The Ministry of Education and Ghana Education Service in collaboration with Right To Play have taken steps to improve the quality of education in basic schools to strengthen teaching and learning practices to improve literacy and numeracy outcomes.
The workshop further looked at attendance rates, and core skills for children in kindergarten and primary levels.
Core to these efforts are to integrate learning through play into teachers’ training frameworks and training materials from kindergarten to primary six, with strong supporting mechanism, from Education Directorate, district teachers support teams and school management committees as well as Parent-Teacher Associations.
Right To Play in Ghana, through the ‘Partners in Play project, supported by The Lego Foundation, has collaborated with the Education Directorates in the Greater Accra, Volta, and Northern Regions across seven districts (Savelugu, Tolon, Kumbungu, Keta. Ga South and Weija Gbawe) to train teachers at the basic school level to create a strong enabling environment for sustained learning through play pedagogies.
As part of the training, the teachers were taken through how to prepare learner plans integrating learning through play and other creative pedagogies into lesson delivery to motivate and arouse the interest of learners and improve learning outcomes.
The three-day training was held simultaneously across the seven districts.
The Partners in play project seeks to empower children to become creative, engaged, and dedicated to life-long learning as well as improve the quality of education for girls and boys aged six to 12 years through playful learning.
Mr Kwabena Gao, an Education Specialist at Right To Play, who oversaw the training for teachers in the Kumbungu District, said the training was to support the government to ensure that the standard-based curriculum, which was rolled out in 2019, was implemented effectively.
The standard-based curriculum talks about how to teach the child to read and write, the methodologies to follow to be able to teach the child and the child being able to get some core competencies to make him or her fit well in society.
Mr Gao said “So, what we are doing is to give teachers the skills to enhance their practices in the classroom. The package is to look at how teachers can plan and deliver their lessons using play.
Children, by their nature, like to play and as they play, they learn. But how can this play be incorporated into the teaching and learning process in the classroom? That is why we are having this programme.”
He said “we all know that teacher continuous professional development is key in ensuring that teachers are able to practice and practice effectively”, and encouraging teachers to keep practicing what they had been taught to improve learning.

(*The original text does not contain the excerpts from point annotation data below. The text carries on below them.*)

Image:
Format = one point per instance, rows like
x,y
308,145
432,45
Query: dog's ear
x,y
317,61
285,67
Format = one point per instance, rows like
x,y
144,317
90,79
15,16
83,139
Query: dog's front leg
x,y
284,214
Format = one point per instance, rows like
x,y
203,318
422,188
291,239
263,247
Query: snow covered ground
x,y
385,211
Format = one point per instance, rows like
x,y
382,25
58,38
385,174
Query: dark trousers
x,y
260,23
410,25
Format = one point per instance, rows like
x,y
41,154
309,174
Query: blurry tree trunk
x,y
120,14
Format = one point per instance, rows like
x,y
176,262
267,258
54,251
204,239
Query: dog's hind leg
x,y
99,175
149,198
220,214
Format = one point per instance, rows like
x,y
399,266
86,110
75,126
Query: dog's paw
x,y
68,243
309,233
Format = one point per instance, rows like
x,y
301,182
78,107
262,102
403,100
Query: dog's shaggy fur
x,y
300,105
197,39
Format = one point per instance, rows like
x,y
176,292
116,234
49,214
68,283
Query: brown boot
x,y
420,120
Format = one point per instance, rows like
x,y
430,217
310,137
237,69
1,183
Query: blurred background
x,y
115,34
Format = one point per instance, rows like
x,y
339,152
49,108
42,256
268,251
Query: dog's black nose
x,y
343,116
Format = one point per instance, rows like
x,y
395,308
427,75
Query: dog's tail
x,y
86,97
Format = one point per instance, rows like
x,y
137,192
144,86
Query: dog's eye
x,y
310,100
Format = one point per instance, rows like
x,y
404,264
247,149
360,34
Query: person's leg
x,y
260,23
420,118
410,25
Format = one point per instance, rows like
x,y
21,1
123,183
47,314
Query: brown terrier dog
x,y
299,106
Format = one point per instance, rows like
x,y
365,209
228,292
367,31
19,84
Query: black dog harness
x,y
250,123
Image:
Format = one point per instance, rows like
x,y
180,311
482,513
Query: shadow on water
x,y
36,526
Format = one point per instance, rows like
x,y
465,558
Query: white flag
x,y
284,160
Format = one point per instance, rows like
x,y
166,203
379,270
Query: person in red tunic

He also appealed to the teachers “To use play in the classroom to make teaching and learning more practical, more fun, and more participatory so that the children do not see the classroom as an environment where the teacher just comes and pours the knowledge, but where teachers are giving the opportunity to learners to take the centre stage of the teaching and learning process.
As they try their hands on the activity, learning becomes more practical and they can even remember this in the absence of the teacher.”
Chief Tuunaa Salifu Sulemana, Training Officer for Kumbungu District Directorate of Education, said the training fitted well in the mandate of the Ghana Education Service, adding, “All that they are teaching is to help put the child at the centre of learning. That is putting activities in learning so that the child will be happy at the same time learning.”
Chief Sulemana said, “We want teachers, who are going through this training, to put activities in their lessons that will make the children active with the lessons so that they will be able to learn and learn better.”
He advised teachers, who took part in the training, “To apply the knowledge to relate well with the children, make them happy, make them feel at home and protected to ensure that teaching and learning go on well.”
Ms Ellen Agyeiwaa, a Teacher from Dalun Simli Model Primary School in the Kumbungu District shared her experience In teaching and using play, saying, “At my school, the children do not understand English Language.
I also do not understand their local language (Dagbanli). So, how to teach them was a challenge to me. But after participating in play-based learning organised by the directorate with technical and financial support from Right
To Play, I was introduced to how to use play-based activity for teaching children. Through the play, even though the children do not understand the English language very well, they can understand something.
Through the play-based activity, now my learners can read; they are coming up. I see this training to further improve my skills in lesson delivery.”
Mr Mumuni Abdul Hakim, a Teacher at Dalun Simli Model Primary School in the Kumbungu District also said “At first, teaching was boring and we also thought some of the learners could not get the concepts we presented to them.
But through play-based learning training, I got to understand that every child is capable of learning. Through the play-based learning, all the children are now exceptional.”
He said “through the support provided by Right To Play to Kumbungu district, my teachings have improved” adding “With this training, I can now prepare any lesson plan that I want to, and not only the planning but the delivery too.”